Lo studio del DNA di antichi esseri umani è stato spesso ostacolato dall’incapacità degli scienziati di distinguere l’antico DNA umano dalle contaminazioni moderne.

In uno studio pubblicato su Current Biology, un team russo-tedesco ora dimostra come sia possibile superare quest’ostacolo.

Svante Paabo, del Max Planck Institute, e colleghi hanno usato le ultime tecnologie di sequenziamento del DNA per studiare le informazioni genetiche dei resti di un uomo morto all’età di 20-25 anni e sepolto in una buca ovale circa 30000 anni fa.

Venne dissotterrato nel 1954 a Kostenki (Russia) in un sito Paleolitico, con manufatti datati all’incirca dai 40000 ai 10000 anni fa.

Lo scheletro (sotto), conosciuto come Markina Gora, era coperto con un pigmento chiamato ocra rossa – ritenuto essere stato utilizzato nei riti funebri preistorici.

(Vladimir Gorodnyanskiy)

Il tipo di DNA estratto e analizzato è l’intero genoma mitocondriale (mtDNA) – ovvero quello caratterizzato da un limitato tasso di mutazione -, che, passando di madre in figli, permette di tracciare all’indietro l’intera eredità materna.

Usando una tecnologia sperimentata sulle ossa di uomini di Neandertal (Svante Paabo aveva recentemente annunciato di aver analizzato l’intero genoma dei Neandertal, vedi qui), i ricercatori sono stati in grado di distinguere il materiale genetico dell’uomo di Kostenki da contaminazioni successive.
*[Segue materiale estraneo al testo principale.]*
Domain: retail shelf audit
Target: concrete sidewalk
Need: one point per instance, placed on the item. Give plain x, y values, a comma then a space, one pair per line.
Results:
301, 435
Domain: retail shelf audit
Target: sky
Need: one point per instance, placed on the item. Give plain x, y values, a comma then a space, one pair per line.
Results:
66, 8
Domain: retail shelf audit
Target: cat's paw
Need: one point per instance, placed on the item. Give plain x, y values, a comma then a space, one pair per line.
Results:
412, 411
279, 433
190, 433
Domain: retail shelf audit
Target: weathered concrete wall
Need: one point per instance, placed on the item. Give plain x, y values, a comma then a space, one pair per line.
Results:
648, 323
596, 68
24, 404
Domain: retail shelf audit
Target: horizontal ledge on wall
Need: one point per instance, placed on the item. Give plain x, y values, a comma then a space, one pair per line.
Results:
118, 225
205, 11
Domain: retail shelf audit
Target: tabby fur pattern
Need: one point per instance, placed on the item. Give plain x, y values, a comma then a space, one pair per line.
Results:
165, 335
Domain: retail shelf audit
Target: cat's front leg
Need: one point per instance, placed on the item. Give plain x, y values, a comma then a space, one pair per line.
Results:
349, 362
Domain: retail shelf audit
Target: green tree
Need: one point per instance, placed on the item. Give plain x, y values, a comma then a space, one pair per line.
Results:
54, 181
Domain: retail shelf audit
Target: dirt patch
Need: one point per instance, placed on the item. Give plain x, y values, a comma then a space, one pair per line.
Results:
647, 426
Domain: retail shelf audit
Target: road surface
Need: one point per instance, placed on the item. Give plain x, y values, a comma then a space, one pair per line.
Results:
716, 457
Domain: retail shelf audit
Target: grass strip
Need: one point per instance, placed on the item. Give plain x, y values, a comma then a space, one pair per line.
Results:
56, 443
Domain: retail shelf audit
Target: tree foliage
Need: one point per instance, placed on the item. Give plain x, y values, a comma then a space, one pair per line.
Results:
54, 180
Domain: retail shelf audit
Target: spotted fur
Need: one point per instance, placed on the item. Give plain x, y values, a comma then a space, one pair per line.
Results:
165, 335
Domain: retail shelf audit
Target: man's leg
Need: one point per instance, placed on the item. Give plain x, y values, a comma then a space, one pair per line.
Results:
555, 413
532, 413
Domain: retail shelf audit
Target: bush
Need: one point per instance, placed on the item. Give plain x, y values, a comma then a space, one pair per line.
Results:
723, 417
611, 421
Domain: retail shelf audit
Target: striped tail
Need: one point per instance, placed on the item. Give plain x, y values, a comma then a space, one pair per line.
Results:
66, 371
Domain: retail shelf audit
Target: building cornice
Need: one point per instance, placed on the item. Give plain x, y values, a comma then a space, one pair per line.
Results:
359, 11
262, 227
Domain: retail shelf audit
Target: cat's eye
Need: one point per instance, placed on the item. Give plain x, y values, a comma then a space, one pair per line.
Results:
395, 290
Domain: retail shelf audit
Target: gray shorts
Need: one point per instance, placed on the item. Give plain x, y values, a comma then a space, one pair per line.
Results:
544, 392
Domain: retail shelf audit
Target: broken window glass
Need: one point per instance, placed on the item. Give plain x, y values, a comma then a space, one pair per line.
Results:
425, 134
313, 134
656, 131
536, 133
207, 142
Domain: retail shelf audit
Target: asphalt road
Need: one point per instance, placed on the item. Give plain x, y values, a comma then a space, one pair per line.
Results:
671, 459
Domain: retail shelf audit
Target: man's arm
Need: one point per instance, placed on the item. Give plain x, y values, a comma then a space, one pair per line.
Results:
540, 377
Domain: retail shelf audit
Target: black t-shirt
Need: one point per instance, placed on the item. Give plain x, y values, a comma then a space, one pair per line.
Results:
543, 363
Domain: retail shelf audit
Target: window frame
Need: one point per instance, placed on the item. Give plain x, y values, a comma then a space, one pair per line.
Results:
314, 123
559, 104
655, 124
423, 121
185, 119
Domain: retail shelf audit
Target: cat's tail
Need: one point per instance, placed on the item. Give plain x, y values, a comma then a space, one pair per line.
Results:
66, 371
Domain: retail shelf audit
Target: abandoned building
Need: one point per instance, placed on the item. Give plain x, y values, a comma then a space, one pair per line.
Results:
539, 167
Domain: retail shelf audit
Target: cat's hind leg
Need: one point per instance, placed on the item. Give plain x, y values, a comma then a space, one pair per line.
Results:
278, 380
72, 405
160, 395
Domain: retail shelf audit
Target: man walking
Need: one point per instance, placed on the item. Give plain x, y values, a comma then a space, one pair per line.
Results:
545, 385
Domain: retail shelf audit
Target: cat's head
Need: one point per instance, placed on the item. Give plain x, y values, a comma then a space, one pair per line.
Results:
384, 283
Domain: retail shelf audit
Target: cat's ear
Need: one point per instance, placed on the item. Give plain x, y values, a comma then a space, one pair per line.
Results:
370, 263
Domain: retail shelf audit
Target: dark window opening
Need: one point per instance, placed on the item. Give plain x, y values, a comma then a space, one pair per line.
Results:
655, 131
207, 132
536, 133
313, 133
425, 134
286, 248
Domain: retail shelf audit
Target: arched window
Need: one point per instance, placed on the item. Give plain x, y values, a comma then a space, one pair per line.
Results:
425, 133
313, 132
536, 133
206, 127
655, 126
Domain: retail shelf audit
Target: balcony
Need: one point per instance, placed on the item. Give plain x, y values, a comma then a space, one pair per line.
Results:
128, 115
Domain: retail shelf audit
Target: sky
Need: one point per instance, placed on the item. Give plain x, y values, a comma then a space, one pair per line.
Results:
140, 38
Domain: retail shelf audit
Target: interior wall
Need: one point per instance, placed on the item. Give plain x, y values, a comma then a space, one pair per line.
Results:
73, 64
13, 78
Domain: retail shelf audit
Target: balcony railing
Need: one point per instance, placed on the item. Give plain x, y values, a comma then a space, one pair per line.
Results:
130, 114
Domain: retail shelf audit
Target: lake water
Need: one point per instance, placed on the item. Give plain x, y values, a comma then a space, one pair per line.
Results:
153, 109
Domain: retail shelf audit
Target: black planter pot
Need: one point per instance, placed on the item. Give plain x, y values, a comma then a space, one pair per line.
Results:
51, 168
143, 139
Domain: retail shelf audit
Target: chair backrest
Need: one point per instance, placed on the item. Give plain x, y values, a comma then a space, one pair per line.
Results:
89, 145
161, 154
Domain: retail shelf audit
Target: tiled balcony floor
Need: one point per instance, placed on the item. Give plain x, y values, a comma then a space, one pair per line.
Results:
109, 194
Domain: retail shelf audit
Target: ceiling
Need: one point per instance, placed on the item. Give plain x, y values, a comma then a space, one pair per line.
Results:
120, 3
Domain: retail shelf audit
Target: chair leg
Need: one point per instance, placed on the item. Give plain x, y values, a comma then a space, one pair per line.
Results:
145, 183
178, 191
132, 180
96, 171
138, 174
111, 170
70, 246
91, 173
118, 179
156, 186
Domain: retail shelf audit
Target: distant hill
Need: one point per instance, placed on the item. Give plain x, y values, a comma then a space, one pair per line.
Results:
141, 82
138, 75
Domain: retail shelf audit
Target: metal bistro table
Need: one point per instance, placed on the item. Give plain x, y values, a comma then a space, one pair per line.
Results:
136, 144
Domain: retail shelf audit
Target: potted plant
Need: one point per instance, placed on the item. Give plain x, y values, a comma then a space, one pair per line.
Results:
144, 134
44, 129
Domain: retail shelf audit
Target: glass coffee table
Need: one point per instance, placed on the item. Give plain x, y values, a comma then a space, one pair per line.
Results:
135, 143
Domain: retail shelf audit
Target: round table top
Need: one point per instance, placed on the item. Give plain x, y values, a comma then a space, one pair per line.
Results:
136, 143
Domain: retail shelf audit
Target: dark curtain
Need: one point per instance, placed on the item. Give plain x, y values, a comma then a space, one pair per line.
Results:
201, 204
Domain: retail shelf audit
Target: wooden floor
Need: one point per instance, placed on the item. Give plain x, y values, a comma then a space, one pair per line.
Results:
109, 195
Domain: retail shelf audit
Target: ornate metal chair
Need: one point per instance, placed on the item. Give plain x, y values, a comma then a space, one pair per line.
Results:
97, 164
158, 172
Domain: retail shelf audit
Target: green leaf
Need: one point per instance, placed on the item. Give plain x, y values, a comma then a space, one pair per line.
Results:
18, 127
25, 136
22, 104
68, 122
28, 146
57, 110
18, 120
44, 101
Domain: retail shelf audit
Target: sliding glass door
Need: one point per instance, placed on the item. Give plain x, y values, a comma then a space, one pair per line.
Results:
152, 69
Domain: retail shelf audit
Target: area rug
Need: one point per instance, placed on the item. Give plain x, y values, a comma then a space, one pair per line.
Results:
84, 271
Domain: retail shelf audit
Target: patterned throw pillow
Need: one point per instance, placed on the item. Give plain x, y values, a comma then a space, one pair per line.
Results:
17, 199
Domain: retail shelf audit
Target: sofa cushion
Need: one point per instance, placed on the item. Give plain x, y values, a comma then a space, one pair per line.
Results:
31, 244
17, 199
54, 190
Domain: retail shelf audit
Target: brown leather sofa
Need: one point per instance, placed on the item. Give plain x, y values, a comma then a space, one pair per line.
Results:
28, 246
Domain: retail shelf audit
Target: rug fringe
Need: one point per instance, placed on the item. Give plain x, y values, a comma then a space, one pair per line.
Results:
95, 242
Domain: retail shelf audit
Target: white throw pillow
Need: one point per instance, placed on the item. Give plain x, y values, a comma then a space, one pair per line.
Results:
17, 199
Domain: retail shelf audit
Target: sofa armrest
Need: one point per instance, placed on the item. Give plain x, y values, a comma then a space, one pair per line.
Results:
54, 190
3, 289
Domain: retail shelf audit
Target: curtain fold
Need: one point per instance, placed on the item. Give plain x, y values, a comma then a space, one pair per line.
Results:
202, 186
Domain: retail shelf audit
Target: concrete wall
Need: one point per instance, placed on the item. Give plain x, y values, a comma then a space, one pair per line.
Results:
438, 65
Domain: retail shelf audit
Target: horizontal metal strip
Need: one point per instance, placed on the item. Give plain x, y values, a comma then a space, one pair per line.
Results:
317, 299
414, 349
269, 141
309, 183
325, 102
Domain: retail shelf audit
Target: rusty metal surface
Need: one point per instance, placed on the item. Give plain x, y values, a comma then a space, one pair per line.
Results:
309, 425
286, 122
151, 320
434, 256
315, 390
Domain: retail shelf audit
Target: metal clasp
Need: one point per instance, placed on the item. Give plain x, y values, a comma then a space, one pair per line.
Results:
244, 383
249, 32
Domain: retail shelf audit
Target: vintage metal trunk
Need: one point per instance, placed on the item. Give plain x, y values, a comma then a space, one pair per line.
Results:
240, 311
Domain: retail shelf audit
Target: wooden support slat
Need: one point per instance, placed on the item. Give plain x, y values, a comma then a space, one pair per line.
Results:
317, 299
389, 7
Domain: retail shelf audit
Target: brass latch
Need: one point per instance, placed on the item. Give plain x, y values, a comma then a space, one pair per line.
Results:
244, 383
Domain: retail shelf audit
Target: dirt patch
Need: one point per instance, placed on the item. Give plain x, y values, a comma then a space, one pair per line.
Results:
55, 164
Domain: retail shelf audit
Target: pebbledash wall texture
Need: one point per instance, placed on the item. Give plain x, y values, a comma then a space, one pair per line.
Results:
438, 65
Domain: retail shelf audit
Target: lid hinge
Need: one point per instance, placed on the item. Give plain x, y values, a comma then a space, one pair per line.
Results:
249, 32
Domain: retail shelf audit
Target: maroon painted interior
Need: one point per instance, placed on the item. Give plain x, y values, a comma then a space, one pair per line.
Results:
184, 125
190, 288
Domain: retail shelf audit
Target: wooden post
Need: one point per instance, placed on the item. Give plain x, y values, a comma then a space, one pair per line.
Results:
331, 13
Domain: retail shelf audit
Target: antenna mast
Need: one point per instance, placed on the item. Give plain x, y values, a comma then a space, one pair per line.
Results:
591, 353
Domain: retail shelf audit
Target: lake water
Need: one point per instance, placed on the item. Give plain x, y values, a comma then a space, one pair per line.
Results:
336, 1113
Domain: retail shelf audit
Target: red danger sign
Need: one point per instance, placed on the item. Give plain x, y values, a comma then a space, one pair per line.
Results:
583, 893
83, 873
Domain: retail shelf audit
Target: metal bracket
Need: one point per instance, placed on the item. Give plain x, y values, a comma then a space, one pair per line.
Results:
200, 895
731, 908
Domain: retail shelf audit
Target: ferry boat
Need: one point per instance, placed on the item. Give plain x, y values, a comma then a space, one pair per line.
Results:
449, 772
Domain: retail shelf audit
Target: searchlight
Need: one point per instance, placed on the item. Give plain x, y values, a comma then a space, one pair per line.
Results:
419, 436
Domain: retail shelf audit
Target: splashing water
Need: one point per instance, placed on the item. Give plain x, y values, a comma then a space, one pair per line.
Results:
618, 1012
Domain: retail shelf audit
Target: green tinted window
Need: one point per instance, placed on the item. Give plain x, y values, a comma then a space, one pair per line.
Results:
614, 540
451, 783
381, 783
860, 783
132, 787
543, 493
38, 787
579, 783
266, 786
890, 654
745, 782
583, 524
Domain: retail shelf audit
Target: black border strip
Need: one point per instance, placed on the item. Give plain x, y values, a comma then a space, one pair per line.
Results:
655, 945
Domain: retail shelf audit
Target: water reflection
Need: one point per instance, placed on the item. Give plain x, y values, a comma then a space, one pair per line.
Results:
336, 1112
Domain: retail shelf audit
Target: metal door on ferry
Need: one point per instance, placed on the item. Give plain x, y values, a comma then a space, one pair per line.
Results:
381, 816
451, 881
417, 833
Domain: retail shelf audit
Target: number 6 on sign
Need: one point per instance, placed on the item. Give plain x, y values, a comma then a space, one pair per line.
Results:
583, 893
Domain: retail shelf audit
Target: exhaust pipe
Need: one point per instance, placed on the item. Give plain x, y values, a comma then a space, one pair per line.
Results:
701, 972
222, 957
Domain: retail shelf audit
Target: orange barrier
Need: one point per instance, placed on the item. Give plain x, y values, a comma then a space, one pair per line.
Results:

Il nuovo approccio sfrutta tre caratteristiche del DNA antico:

  • la dimensione: spesso i suoi frammenti sono più corti del DNA moderno.
  • la tendenza a mostrare particolari cambiamenti, o mutazioni, nella sequenza genetica alle estremità delle molecole di DNA.
  • una caratteristica rottura di molecole in particolari posizioni nel filamento di DNA.

L’apparente facilità con cui il DNA moderno riesce a infiltrarsi in quello antico ha portato però molti ricercatori a dubitare dell’efficacia di queste metodi.

“La cosa ironica è che il nostro gruppo è stato uno di quelli che sollevarono questo problema”, risponde Paabo.

(BBC)

Futuri studi potranno aiutare a capire se gli esseri umani vissuti in Europa 30000 anni fa siano i nostri diretti antenati o se vennero rimpiazzati da “immigranti” che introdussero l’agricoltura nel continente.

Gli scienziati cercano delle “firme genetiche” riconosciute al fine di classificare il DNA mitocondriale di un individuo in differenti tipi, o “aplogruppi” – dei rami principali dell’albero genealogico dell’Homo Sapiens.

All’uomo di Kostenki è stato assegnato l’aplogruppo “U2”, sparso a basse frequenze nelle popolazioni dell’Asia occidentale e meridionale, Europa e Nord Africa.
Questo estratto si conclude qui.